We start the journey home tomorrow afternoon. I think I'll sleep all Monday :sleeping:


----------



## Piper_the_goldenpuppy (Aug 26, 2016)

I'll bet you're exhausted! Safe travels back home!


----------



## fourlakes (Feb 16, 2013)

Phew! What a trip! I’m glad everything is going well. Safe travels.


----------



## ArchersMom (May 22, 2013)

Teal and her handsome beau


----------



## Sandy22 (Mar 12, 2016)

I've been busy, and not able to check in here, so i missed the beginning of this thread, but how exciting! What a beautiful couple. I can't wait to see where this goes. Good luck!


----------



## LynnC (Nov 14, 2015)

What a beautiful couple! Going to be some pretty cute puppies  fingers crossed. Safe travels home.


----------



## FosterGolden (Mar 10, 2014)

How exciting!


----------



## gdgli (Aug 24, 2011)

I found checking progesterone very stressful. My vet drew blood during a heavy snowstorm that made travel impossible so that the blood sample couldn't be picked up by the lab. So I left early to get to Memphis where the stud dog was. Repro vet was 15 minutes away and everything was done in house.


----------



## SandyGold (Mar 3, 2016)

Following this journey! Teal and Scrabble are gorgeous dogs...they will have beautiful pups.


----------



## Sweet Girl (Jun 10, 2010)

Fingers crossed it was a productive weekend!! Can't wait to see those puppies!!


----------



## ArchersMom (May 22, 2013)

We went to our first obedience class since Teal came into season and her newfound mellowness was so obvious! I feel like someone swapped my dog when I wasn't looking. Poor T, making puppies is hard work! 

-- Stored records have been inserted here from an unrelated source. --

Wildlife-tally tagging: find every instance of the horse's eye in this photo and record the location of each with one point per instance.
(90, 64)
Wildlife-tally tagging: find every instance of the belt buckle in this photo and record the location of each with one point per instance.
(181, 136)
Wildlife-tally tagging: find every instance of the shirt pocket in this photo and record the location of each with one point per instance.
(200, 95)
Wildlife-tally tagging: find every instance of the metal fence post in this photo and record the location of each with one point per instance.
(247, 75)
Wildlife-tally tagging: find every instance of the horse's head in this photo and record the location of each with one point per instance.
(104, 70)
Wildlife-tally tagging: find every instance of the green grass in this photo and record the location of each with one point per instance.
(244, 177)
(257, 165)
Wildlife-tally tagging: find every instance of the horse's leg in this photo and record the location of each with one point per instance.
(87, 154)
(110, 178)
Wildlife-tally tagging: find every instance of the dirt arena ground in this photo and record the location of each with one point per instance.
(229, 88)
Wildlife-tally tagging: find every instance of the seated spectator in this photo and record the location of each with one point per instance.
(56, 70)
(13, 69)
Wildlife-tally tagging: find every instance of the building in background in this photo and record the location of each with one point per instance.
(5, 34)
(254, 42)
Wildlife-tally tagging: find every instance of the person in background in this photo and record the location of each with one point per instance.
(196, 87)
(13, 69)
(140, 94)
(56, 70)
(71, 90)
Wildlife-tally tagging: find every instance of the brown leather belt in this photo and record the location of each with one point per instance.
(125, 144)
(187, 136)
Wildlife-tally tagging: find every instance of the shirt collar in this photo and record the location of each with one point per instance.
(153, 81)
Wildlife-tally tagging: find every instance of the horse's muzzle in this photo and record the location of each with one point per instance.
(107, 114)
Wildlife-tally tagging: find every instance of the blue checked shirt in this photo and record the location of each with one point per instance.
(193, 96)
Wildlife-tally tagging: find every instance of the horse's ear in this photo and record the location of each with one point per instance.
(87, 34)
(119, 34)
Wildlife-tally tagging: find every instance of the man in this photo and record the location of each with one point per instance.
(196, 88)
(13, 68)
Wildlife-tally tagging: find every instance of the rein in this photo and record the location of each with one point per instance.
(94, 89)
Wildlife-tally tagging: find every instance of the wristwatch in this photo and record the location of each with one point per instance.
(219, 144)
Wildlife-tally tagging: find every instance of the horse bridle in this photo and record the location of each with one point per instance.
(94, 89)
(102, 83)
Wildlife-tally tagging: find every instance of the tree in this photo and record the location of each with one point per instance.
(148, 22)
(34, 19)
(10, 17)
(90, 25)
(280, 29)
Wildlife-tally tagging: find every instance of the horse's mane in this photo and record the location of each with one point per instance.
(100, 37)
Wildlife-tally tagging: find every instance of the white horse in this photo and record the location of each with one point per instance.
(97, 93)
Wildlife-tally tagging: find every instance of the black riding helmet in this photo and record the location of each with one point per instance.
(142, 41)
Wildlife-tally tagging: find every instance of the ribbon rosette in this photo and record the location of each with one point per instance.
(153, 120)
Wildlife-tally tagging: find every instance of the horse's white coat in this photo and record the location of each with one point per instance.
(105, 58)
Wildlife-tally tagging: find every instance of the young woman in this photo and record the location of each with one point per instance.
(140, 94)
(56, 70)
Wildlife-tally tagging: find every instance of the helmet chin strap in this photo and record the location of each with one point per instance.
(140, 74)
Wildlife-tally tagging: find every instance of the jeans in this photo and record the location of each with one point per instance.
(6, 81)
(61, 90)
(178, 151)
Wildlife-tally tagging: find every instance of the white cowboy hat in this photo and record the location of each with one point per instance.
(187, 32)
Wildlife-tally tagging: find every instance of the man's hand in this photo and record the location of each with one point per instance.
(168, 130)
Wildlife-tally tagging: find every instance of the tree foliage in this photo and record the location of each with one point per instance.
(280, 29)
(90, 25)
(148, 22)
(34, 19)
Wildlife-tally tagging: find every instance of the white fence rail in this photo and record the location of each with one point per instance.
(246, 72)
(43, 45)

We received a new washing machine today and I'm so excited! I convinced my husband that a bigger one would be absolutely necessary to keep up with puppy laundry  Its probably true. The old one had a hard life just keeping up with the toddler and was on it's last leg.


----------



## ArchersMom (May 22, 2013)

Still waiting on our ultrasound, but it's safe to say we should have puppies next month :grin2: Poor Teal has been having some morning sickness and obviously just isn't feeling herself. I've had to start adding wet food, bacon or bacon grease to her regular food to entice her to eat. She needs to have energy to bake those puppies! Plus she's supposed to be taking her folic acid and other supplements in her food. She's getting extra cuddles and Branch is sharing most of his snacks.


----------



## Ashley P (Feb 23, 2018)

She’s so pretty! I can’t wait for puppy pictures. I hope she starts to feel better soon!


----------



## Neeko13 (Jul 10, 2010)

Awwww....I know how you feel Teal....I had morning sickness too!!!!:laugh::laugh::grin2: Hope you get your appetite back, and you have those babies before you know it!!!!


----------



## drew510 (Sep 12, 2017)

Bacon makes everything taste better - even for us humans!


----------



## LynnC (Nov 14, 2015)

Awww poor Teal. Such a sweetie. I hope this morning sickness passes quickly. How exciting though. Can’t wait!


----------



## fourlakes (Feb 16, 2013)

I’m glad Branch is sharing his snacks with Teal.  And of course bacon always helps. I had one girl years ago who would not eat anything in her last week of being preggers... except cheeseburgers from the McDonald’s drive through. Whatever it takes. Teal’s big sis Sofie is also in the family way, due in just over two weeks and is getting HUGE. The Four Lakes girls tend to have big litters (except Piper’s Mr. Uno last summer...) so there are probably going to be lots of little cousins hitting the ground before long. I’ll start a Sofie thread too. There’s no such thing as too many cute puppy photos!


----------



## Piper_the_goldenpuppy (Aug 26, 2016)

Aww poor Teal. I hope she starts feeling better soon! I'm so excited to be following her journey


----------



## GoldenDude (Nov 5, 2016)

ArchersMom said:


> We went to our first obedience class since Teal came into season and her newfound mellowness was so obvious! I feel like someone swapped my dog when I wasn't looking. Poor T, making puppies is hard work!
> 
> We received a new washing machine today and I'm so excited! I convinced my husband that a bigger one would be absolutely necessary to keep up with puppy laundry  Its probably true. The old one had a hard life just keeping up with the toddler and was on it's last leg.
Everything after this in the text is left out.